Quentin Tarantino Hated This Stephen King Adaptation: 'Turned It Off After 25 Minutes'
Tarantino shared which King of Horror story had him disappointed beyond measure.
Stephen King live-action adaptations are almost a genre of their own with how many of them there are — but while abundant, they’re not always great. Sure, we have some timeless classics like Carrie (the original) or The Shining, but there are also countless failed attempts at bringing the King of Horror’s stories to the silver screen.
And Quentin Tarantino would never have passed on an opportunity to point that out.
What King Movie Did Tarantino Hate?
Originally released in the form of a novel, Salem’s Lot by Stephen King follows a man returning to the town of his childhood to discover that the grim house he unfondly remembers from those days has new owners, and dark things are happening around it. As the townsfolk begin disappearing and being turned into vampires, he decides to act — and save the remaining people from this grim fate.

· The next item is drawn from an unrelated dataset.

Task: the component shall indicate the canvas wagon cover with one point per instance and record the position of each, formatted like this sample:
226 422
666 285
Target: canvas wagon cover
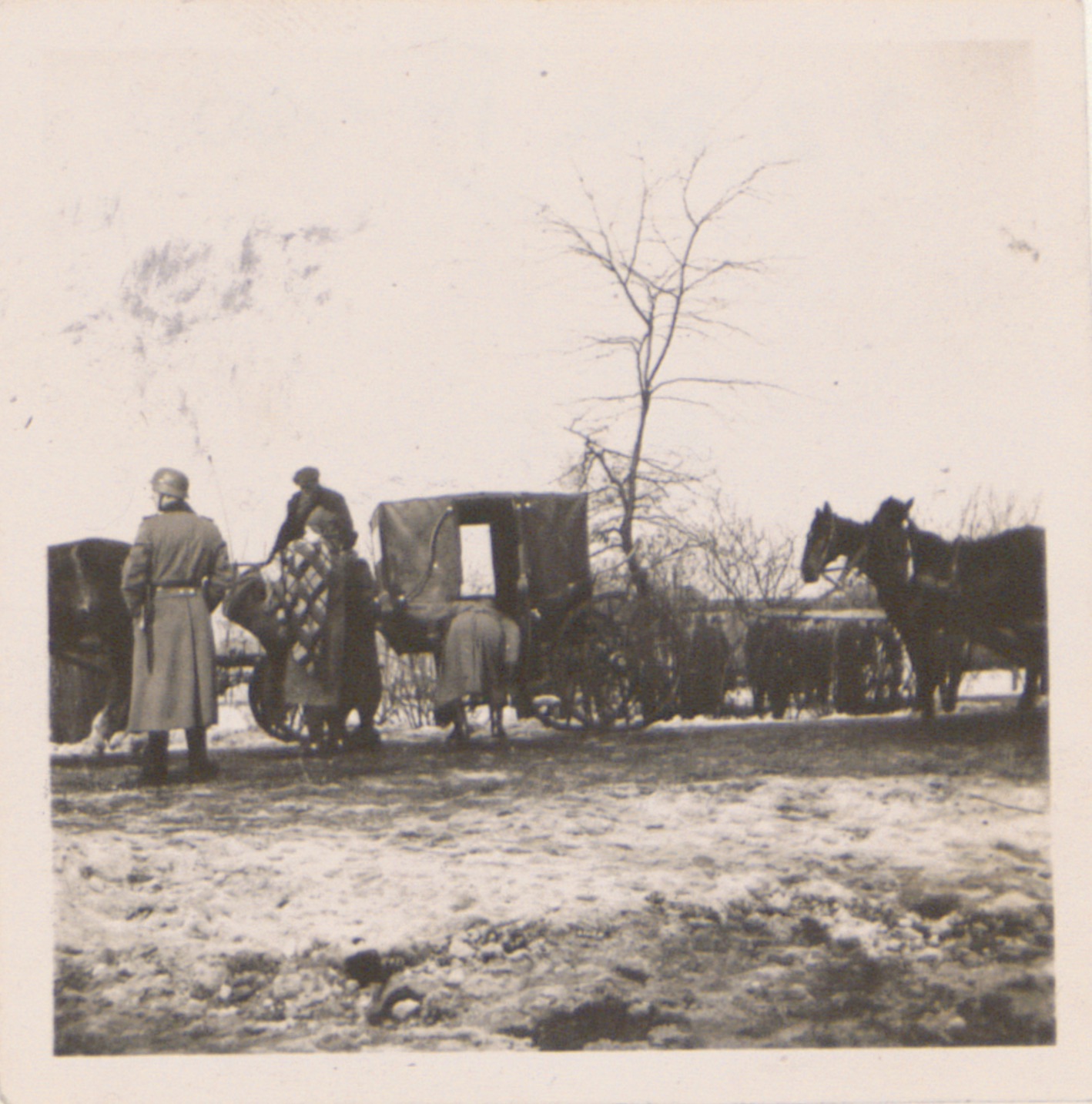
544 534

Salem’s Lot live-action adaptation premiered as a two-part movie in 1979 and didn’t exactly become a banger. Still, to this day it holds a reasonably middling 6.7/10 IMDb score… But for Quentin Tarantino, it could have never been good enough.
“When I finally saw [Salem’s Lot], I was prepared for something great… And man, was I disappointed. To me, it just seemed like a stretched-out TV movie done in a very TV style (and I like TV movies). I tried to watch it again a couple of years ago and it was just too dull. I turned it off after about 25 minutes,” Tarantino wrote in his book Cinema Speculation.
King and Tarantino Are No Friends
Notably, Salem’s Lot was directed by Tobe Hooper, the man famous for his instant cult classic The Texas Chain Saw Massacre. Quentin Tarantino admitted that he was a fan of the director’s work, but still, Hooper’s adaptation of Salem’s Lot never quite did it for Tarantino. Perhaps, his review also had to do with the novel’s author?..
Despite both being widely-acclaimed juggernauts of their crafts, Stephen King and Quentin Tarantino have never been on particularly friendly terms. The director’s move on King’s adaptation isn’t the first time one of them was criticizing the other’s work. Previously, King demolished Tarantino’s Kill Bill movies, calling it “narcissistic, dully full of itself, and tiresome.”
So, what are we thinking? Did Tarantino simply strike back for the insult of the Kill Bill movies or did he actually just hate the Salem’s Lot adaptation?